A supercharged gap between Tesla and the auto industry
- For the June quarter, Tesla reported deliveries of 90,700, down 5% year-over-year (vs. 95,200 in Jun-19), compared to GM down 34%, Toyota down 35%, and Fiat Chrysler down 39%. While an incomplete comparison, in March, Tesla’s global delivery numbers were up 40% year over year compared to the US auto industry down 29%.
- Tesla deliveries in June were up 3% quarter-over-quarter from (88,400 in Mar-20), despite the 33 day Fremont shutdown headwind in the June quarter compared to 8 days in the March quarter.
- Tesla produced 82,300 vehicles in Jun-20, vs. 102,000 in Mar-20. A year ago the company made 87,000 cars.
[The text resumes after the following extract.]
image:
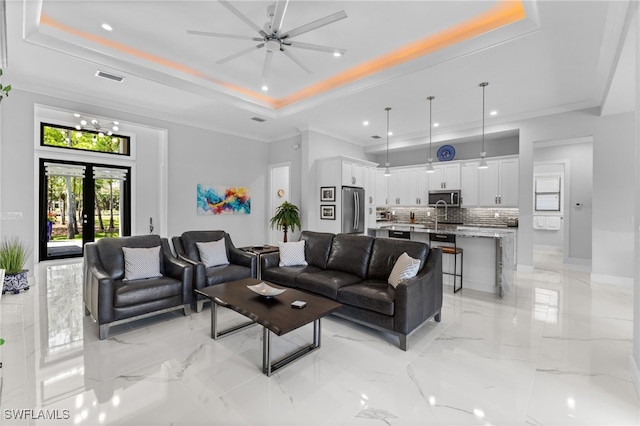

- Tesla is winning because they have a product that is measurably better than both gas and electric competitors.
Structurally unprofitable concern likely to fade away
Previously there were 4 pillars to the cautionary view on Tesla. To date, two of those concerns have been meaningfully diminished: the company will run out of cash and Tesla can’t manufacture at scale. We believe when the company releases earnings in about a month, the view that Tesla is structurally unprofitable will be meaningfully diminished. Based on the just reported June quarter delivery numbers, we expect the company to report better than expected earnings, potentially near a profit despite the shutdown, and favorable details on continued profitability trends driven by the Shanghai factory and Model Y.
Valuation concern will remain
Reducing the concern related to profitability leaves valuation as the only remaining pillar to the cautious view on shares of TSLA. If Tesla can continue to capture 70-80% share of the US EV market, we expect shares to remain richly valued and continue higher given the vast market potential over the next 10-20 years.
The auto industry’s dilemma
It’s becoming more clear that it will be difficult for traditional automakers to catch up to Tesla, as demand for Teslas continues to outpace the broader industry. As the company scales to meet demand, Tesla’s price-performance gap versus other carmakers will widen, because other carmakers are producing EVs sub-scale, creating a dilemma:
- If traditional auto releases a car with features and range at parity and sells the car at cost, it will be priced 10-25% higher than a comparable Tesla. This will soften demand and lead to further market share loss.
- If traditional auto subsidizes vehicles to gain market share they will lose money with limited margin cushion. The more they sell, the more money they lose. Taking it to the logical end, we believe car companies that have been around for 50+ years will eventually (10 years from now) be forced to restructure or go out of business.
The Move to electric is just beginning
This year, we believe 3-5% of cars sold in the US will be electric. Musk has been right on production to date and expects deliveries to grow at 40-50% per year over the next decade, which implies ramping annual production from about 500k vehicles today to over 15 million in 2030.